April 21, 2011 2 Comments
As some of you are likely aware, Amazon is currently experiencing a significant outage in several of its services includes EC2, EBS, and beanstalk. Is this a strike against cloud computing? Or a cautionary tale against making assumptions about a cloud provider’s SLA and your own lack of backup/recovery plans?
While cloud detractors are raising this as a prime example of why the cloud isn’t ready for the enterprise, the real truth here is that this outage is a great example of what happens when you put all your faith in a provider and don’t plan propely. While your provide may be giving you a financially backed SLA… Is being paid back $2,000 for SLA violations acceptable if you’re losing $10,000 an hour due to down services?
Many of the sites/services that are experiencing downtime today were hosted solely at Amazon’s Virginia data center and didn’t have disaster recovery or failover plans. One high profile client (I don’t have permissions to I won’t name names) isn’t having the same issue because they were prepared, they followed Amazon’s published guidance to have redundant copies of their services sitting ready in other facilities to take the load should something happen.
Does this mean you’re doubling your costs? Probably not, as you can (and likely should) have those secondary service sites set up at reduced capacity but prepared to quickly expand/scale to handle load. Its ultimately up to your organization to determine, much like purchasing insurance, how much coverage you need and how quickly they need to be able to adjust. And its precisely this ability to keep it small and scale it up when needed that is one of the cost benefits to the cloud. So you could potentially argue that this model is even supporting the whole argument for cloud computing.

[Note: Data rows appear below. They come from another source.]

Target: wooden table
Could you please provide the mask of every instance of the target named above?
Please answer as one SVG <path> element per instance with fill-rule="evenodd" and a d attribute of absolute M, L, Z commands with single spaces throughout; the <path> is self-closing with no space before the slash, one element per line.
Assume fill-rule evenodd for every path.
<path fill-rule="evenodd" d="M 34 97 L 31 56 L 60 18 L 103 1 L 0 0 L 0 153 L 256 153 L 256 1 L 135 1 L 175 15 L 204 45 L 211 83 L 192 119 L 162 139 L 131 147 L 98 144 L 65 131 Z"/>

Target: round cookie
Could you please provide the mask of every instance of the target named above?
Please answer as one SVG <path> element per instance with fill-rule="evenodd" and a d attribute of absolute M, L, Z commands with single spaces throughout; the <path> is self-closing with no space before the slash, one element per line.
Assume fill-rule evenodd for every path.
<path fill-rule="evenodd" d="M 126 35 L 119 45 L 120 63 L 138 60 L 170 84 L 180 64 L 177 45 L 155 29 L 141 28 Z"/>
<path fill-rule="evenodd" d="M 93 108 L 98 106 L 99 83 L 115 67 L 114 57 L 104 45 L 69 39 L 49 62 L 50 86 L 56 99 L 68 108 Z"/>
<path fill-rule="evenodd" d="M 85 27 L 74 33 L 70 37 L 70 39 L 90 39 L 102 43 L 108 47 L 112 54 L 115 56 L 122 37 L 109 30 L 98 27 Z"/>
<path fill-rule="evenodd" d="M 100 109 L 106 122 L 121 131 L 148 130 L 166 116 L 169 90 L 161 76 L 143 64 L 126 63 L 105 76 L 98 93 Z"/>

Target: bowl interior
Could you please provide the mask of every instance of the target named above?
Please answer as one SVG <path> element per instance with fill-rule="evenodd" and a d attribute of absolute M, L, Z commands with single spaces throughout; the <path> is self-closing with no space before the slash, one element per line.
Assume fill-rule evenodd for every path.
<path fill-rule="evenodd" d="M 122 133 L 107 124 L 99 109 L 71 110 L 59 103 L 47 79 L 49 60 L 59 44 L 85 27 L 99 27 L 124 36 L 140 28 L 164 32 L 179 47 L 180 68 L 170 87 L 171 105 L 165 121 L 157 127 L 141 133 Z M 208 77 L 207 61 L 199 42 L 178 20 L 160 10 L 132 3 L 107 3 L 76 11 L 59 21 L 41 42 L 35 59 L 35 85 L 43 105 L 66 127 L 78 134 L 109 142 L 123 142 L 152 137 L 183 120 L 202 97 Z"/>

As cloud evangelists and supporters, its counseling potential adopters on issues like these that will help us win their confidence when it comes to cloud computing. Even just raising the potential risk can get them to stop looking at us as someone with a sales pitch, and instead view us as an informed partner that wants to help them be successful in this new world. Regardless of which platform they are considering, they need to fully understand what SLA’s mean but more importantly know what the impact is to their business if the vendor violates the SLA, be it for a minute, an hour, or days on end.